Divergente

Crítica de Rolando Gallego - EscribiendoCine

De cuando ser diferente marca el camino

En un Chicago sin era/año específico, pero con un aura apocalíptica muy particular, los protagonistas de Divergente (Divergent, 2014), versión cinematográfica de la saga creada por Veronica Roth, verán cómo sus vidas cambian de un día para otro.

El director Neil Burger, desarrolla con más ambición que la autora, aquellas ideas que remiten a una épica Orwelliana de las sociedades totalitarias y controladoras, y que hemos visto en muchas adaptaciones de best sellers dedicados al público juvenil como Los juegos del hambre (The Hunger Games, 2012), El juego de Ender (Ender's Game, 2013) y muchas más.

En esta oportunidad la protagonista excluyente será Tris (Shailene Woodley) quien luego de realizar una prueba para pasar del mundo adolescente al adulto se dará cuenta que hay algo diferente en su ser. Esa “diferencia” le impedirá encajar en alguna de las diferentes facciones en las que la sociedad está dividida para mantener el orden y la paz (Verdad/Cordialidad/Erudición/Abnegación/Osadía) porque su personalidad encaja en cada una de los cinco estancos. Tris burlará al sistema de iniciación y terminará escogiendo a dedo integrar la facción de Osadía, a la que siempre quiso pertenecer por la “informalidad” de sus miembros. Y en esa decisión comenzarán sus problemas, porque más allá que uno pase a ser parte de un grupo específico, las pruebas por las que se debe atravesar hasta finalmente ser aceptado o rechazado serán innumerables.

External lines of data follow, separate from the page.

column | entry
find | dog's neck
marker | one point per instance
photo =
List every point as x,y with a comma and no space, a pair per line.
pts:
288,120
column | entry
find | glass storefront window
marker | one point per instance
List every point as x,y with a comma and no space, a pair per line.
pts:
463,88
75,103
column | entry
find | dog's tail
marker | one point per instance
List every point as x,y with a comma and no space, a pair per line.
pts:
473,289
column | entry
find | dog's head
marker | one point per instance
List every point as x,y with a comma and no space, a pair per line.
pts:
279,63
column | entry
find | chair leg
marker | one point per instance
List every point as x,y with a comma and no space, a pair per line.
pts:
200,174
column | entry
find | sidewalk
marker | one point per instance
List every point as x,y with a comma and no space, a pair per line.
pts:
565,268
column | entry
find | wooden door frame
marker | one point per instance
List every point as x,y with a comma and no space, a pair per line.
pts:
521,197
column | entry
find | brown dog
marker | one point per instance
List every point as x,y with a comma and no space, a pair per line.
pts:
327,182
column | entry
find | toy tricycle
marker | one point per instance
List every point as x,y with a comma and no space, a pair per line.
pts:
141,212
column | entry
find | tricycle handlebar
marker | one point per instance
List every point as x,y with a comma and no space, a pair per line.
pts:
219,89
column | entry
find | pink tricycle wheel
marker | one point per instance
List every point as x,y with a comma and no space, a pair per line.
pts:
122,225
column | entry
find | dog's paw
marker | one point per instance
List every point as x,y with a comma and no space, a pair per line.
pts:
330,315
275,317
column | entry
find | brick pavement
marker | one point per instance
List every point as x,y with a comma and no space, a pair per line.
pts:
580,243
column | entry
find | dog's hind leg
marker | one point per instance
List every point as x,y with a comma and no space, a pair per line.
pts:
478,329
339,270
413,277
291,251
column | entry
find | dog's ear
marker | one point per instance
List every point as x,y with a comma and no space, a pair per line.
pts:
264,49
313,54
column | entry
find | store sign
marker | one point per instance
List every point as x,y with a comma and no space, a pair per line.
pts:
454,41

En ese proceso iniciático y de aprendizaje es en donde Divergente termina convirtiéndose en uno más, de los tantos filmes dedicados a los adolescentes, en los que se quiere poner al día 1984 de Orwell ó Un mundo Feliz de Huxley. El realizador no logra hacer volar un film con actuaciones muy “armadas” que bien podría haber impactado visualmente, pero tampoco es este el caso.

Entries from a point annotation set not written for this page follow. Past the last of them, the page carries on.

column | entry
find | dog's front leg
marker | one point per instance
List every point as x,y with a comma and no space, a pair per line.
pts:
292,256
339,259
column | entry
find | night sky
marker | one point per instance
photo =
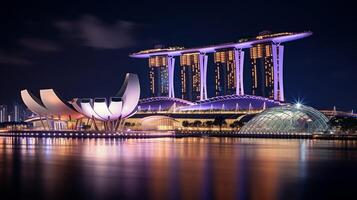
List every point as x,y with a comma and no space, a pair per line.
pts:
81,49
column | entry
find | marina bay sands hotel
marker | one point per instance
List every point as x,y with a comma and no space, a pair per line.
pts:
266,53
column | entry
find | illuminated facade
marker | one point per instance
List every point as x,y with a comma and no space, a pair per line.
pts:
190,74
3,113
225,73
288,119
262,70
103,114
266,57
159,77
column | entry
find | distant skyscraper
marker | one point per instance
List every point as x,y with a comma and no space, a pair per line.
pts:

En algunas afirmaciones al estilo “el futuro es de aquellos que saben a donde pertenecen” se busca fortalecer algunas ideas sobre identidad y búsqueda de la misma, pero que terminan siendo chatas y simples. Cuando por ejemplo Tris decide escoger ingresar a la facción Osadía, porque es la más rebelde, desestructurada y arriesgada de todas, uno termina por preguntarse sobre la representación del grupo, que es mostrado como salido de una publicidad de gaseosa, felices, risueños, pero que en el fondo, a la hora de ser verdaderamente “osados” son los más estructurados y miedosos de todos los grupos.

Algunas escenas de persecución, o quizás algunos momentos del entrenamiento de Tris, por parte de Cuatro (Theo James), brindan dinamismo a la narración monótona y a un ritmo que en los cuarenta minutos finales logra generar cierto climax. Hay que agradecerle a Kate Winslet el haber aceptado ser la “mala” de Divergente. En su papel de líder que intentará arrasar con todos los divergentes de la tierra, el film logra tener algo de la calidad necesaria para seguir manteniendo la atención en la pantalla.

Música incidental y escenarios ya vistos en muchas películas del estilo, marcados estereotipos y trazos gruesos para construir los personajes (malos MUY malos, buenos MUY buenos) y algunos clichés hacen que Divergente no pueda erigirse como algo diferente dentro de su género.